I have thought of doing that myself, I think a bookshelf full of fish tanks would look awesome. and with the close proximity and thanks to gravity you could intergrade them into one filtration system. It would just take some engineering, the system would have to be 100 percent reliable or you might end up with 30 gallons in one 10 gallon tank.

Not to offend, but I have to say I disagree with herefishy. Thats a good point to consider, don't put all your eggs in one basket right, however, how are three ten gallon tanks that share the same water different, in that respect, from one thirty gallon tank? if you only have one thirty gallon tank and sickness breaks out than the whole system is sick, same story. So I don't think (note the word choice, this is just my opinion) combining 3 10 gallon tanks is any more dangerous than having one 30 gallon tank. 

I'm not sure I would drill the glass, Glass is difficult to drill. you will need a drill bit for glass available at any hardware, then drill slowly, and pour water over it as you drill to keep the glass cool. you will be lucky if the glass cracks less than half of the time. 

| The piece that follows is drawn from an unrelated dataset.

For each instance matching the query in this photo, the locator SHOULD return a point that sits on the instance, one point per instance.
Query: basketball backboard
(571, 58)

Maybe some combination of siphons and pumps would be better.


----------



## Shadowhawkiv (Jan 13, 2007)

Use overflow boxes on the insides of your tanks and use tubing to siphon water out of them and down into your sump. Bam, problem solved, and if you overflow boxes are fixed, you never have to worry about your tank draining below the top of them if the power kicks out. You'd have to restart the siphons and make sure that the flow from your sump to the tanks is balanced, but all that takes a bit of tweaking with flow valves.


----------